Buraya da ilk girdiğinizde önce karşınıza bölgenin tarihinin anlatıldığı küçük bir müze çıkıyor. Bu müzede volkanik patlamadan kalan bazı lav püskürtüleri ve yıllar içinde volkanik külün altında kalıp fosilleşmiş iskeletler de görülebilir.
Joya de Ceren ilk olarak MÖ 1200’lerde kurulmuş. O dönemde buraya yerleşenler çiftçilik ile ilgileniyormuş. İlopango volkanı MS 200 senesinde hareketlenmeye başlamış. MS 400-500 senelerinde ise İlopango volkanında çok ciddi patlamalar meydana gelmiş. Bu patlamalar El Salvador’un batı bölümünde nüfusun yer değiştirmesine neden olmuş. Ancak bu patlamalar sonrası bölgeye yeniden yerleşim başlamış.
Ancak 7.yy civarında bu kasaba yakınlarında bölgesel bir patlama meydana gelmiş. Bu patlamada ortaya çıkan su buharı ve kü insanları doğru düzgün eşyalarını alamadan bu bölgeyi terketmeye zorlamış. İnsanlar bölgeyi boşalttıktan çok kısa zaman içinde bölgedeki volkanik aktivite nedeni ile tüm kasaba volkanik kül tabakası altında kalmış. Zaman içinde 14 farklı katman ve yüksekliği 4-6 metre arasında değişen küllerin altında gömülü kalmış bu kasaba.
Yıllar sonra burası 1976 senesinde buldozerler kazı çalışması yaparken tesadüfen keşfedilmiş. 1978 senesinde ise bu arkeolojik alanın gün yüzüne çıkartılması konusunda Payso Sheets isimli bir arkeolog çalışmalara başlamış.
Bu yerleşimde kişisel eşyalar bulunmuş ama hiç iskelet bulunmamış. Bu da zamanında insanların bu bölgeyi terk ettiğini gösteriyor. Küller altında bulunan bezelye ve mısır tarlaları dönem insanlarının çiftçilik ile geçindiğini kanıtlıyor.
Hemen çıkışta ise eski köy evlerinin bir modelini yapmışlar. Girip çıkmak gerçekten oldukça zordu.

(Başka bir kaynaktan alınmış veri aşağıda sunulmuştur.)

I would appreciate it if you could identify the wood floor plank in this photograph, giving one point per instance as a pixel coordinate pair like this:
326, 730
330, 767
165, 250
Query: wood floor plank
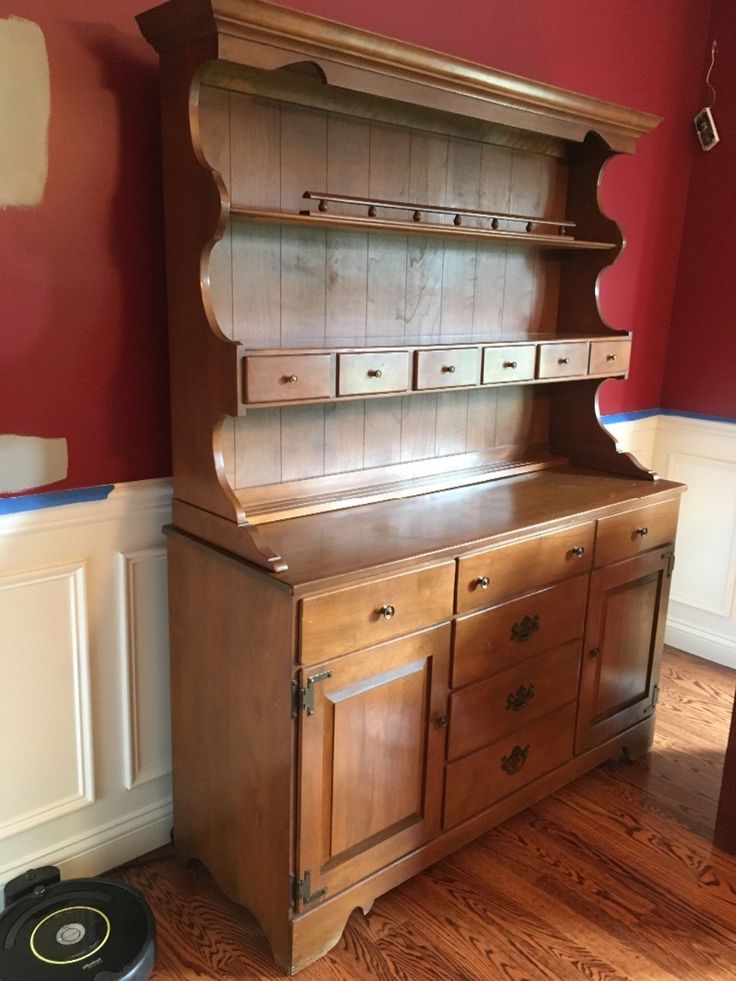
614, 878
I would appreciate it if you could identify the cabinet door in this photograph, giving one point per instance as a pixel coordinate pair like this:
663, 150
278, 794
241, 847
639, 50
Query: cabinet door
371, 758
623, 645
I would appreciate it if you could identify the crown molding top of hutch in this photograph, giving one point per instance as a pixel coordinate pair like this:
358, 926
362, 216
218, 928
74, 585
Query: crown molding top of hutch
267, 36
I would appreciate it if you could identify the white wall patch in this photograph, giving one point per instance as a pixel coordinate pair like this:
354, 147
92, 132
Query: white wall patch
28, 462
25, 102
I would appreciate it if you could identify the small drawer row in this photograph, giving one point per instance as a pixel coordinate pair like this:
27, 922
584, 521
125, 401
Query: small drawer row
299, 377
371, 612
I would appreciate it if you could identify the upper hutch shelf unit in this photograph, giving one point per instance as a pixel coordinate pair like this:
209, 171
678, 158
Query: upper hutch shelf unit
413, 584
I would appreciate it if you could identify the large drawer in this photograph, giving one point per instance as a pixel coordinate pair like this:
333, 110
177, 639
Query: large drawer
358, 616
497, 639
283, 377
483, 778
627, 534
494, 707
524, 565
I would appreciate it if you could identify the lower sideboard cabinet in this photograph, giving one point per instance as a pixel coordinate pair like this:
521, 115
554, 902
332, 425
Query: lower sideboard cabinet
332, 740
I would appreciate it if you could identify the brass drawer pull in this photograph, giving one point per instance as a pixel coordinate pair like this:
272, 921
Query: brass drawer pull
521, 697
525, 629
512, 763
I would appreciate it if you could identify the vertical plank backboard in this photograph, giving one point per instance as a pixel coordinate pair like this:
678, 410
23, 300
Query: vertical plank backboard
256, 162
389, 159
427, 182
494, 194
462, 190
348, 143
303, 251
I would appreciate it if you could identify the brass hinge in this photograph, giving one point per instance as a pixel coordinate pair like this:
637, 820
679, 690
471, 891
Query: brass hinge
670, 564
301, 890
302, 699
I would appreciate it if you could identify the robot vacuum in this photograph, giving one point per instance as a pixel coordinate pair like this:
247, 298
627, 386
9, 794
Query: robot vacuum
90, 929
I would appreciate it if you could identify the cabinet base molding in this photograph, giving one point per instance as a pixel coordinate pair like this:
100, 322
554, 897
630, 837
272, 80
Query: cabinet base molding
315, 932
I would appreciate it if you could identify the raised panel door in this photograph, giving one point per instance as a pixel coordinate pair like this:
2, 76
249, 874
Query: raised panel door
371, 757
623, 646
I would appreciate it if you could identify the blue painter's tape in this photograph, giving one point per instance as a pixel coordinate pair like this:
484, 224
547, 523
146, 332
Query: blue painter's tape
54, 499
647, 413
628, 416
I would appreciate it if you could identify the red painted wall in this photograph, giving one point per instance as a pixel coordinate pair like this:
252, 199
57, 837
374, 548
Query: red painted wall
701, 362
82, 310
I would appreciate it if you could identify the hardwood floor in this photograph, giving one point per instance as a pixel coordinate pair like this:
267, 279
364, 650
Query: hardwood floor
612, 878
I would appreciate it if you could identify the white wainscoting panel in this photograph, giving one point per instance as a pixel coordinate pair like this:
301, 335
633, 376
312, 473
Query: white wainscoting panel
84, 708
46, 750
702, 454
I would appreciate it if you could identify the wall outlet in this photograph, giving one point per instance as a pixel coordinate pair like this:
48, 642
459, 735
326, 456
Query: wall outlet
705, 127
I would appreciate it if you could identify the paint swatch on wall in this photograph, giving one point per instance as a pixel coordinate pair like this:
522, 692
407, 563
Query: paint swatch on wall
25, 102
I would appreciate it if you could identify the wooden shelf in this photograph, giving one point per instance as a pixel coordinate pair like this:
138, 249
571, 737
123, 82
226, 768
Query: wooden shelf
395, 226
275, 503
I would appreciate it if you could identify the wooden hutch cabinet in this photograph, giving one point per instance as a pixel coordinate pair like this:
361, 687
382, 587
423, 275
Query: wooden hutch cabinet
414, 586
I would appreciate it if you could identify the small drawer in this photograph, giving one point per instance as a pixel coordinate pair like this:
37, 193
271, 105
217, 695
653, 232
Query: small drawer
448, 368
562, 360
609, 357
508, 364
495, 640
485, 777
281, 378
627, 534
520, 566
369, 374
482, 713
359, 616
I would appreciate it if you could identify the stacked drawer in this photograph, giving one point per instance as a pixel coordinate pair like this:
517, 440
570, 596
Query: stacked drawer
516, 665
343, 374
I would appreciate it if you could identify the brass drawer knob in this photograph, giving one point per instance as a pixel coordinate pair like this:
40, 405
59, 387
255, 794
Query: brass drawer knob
525, 629
512, 763
519, 698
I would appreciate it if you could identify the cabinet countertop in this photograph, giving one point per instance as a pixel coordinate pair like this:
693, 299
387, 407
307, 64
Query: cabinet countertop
322, 549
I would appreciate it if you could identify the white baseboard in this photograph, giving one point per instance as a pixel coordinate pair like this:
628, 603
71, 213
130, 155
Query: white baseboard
84, 636
694, 640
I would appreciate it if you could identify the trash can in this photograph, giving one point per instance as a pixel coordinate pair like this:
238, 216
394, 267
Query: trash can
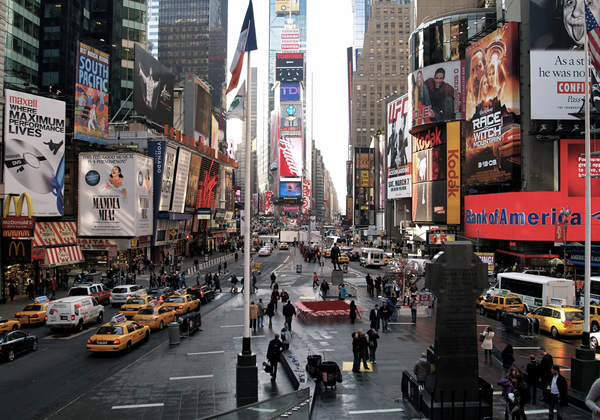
174, 333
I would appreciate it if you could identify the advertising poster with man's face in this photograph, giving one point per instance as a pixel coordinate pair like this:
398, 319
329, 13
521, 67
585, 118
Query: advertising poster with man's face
437, 93
493, 132
115, 194
398, 148
557, 58
34, 150
91, 95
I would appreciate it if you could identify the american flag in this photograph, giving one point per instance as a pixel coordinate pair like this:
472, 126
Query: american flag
593, 31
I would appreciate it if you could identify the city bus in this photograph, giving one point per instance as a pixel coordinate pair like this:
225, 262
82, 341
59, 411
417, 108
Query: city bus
536, 291
371, 257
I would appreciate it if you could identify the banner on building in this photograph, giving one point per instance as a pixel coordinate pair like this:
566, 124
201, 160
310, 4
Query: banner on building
34, 150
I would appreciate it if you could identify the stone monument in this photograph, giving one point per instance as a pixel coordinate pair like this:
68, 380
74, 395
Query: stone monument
456, 276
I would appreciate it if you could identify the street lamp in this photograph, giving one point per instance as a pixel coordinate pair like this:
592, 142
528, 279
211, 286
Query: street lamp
565, 214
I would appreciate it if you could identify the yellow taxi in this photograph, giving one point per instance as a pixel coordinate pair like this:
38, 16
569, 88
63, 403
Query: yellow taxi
183, 303
155, 316
118, 335
559, 320
9, 324
500, 305
134, 304
34, 313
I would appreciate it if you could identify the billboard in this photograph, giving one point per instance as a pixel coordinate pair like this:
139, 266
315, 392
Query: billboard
437, 93
557, 59
181, 177
493, 130
34, 150
290, 189
290, 157
91, 95
153, 88
115, 194
289, 67
399, 148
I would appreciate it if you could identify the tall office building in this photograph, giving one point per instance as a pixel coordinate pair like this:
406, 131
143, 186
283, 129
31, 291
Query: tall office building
192, 38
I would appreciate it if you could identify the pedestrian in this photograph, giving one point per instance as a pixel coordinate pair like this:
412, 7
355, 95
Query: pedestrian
373, 337
261, 313
342, 292
533, 376
385, 313
592, 400
271, 312
422, 369
286, 336
289, 312
253, 315
508, 358
374, 317
545, 371
273, 355
275, 297
414, 305
352, 312
487, 344
557, 393
324, 288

Bu etkileyici yerden sonra bir başka etkileyici yer olan El Boqueron Ulusal Parkına gidiyoruz. Burada yolda bir fotoğraf paylaşmak istiyorum. Yakın zamanda püskürmüş olan bir volkanın kalıntıları yerlerde. Bu görüntü El Salvador’da o kadar sıradan bir durum ki.
El Boqueron Ulusal Parkı, El Salvador’daki en güzel manzaralardan birine sahip. Ayrıca tepeden başkent San Salvador’u da fotoğraflayabiliyoruz.
Deniz seviyesinden 1.800 metre yükseklikteki San Salvador volkanı üzerinde yer alan El Boqueron’daki en görülmesi gereken nokta krater. Bu kraterin derinliği 558 metre, çapı ise 5 kilometre.
Krater tabanına bir lider eşliğinde dağcılık konusunda uzman kişiler inebiliyormuş. Ancak gerçekten çok dik.
Tabii bu patlama günümüzden binlerce yıl önce gerçekleştiği için artık kısmen krater içinde de bitki örtüsü oluşmuş.
Parkın girişinde yer alan merkezde patlamanın nasıl gerçekleştiğini anlatan bir canlandırma video gösterisi var. Kesinlikle önce izleyip sonra bölgeyi dolaşmanızı öneririm.
Bir de bu merkezde yerel El Salvador kıyafetlerine bürünüp bir fotoğraf da çektirebilirsiniz.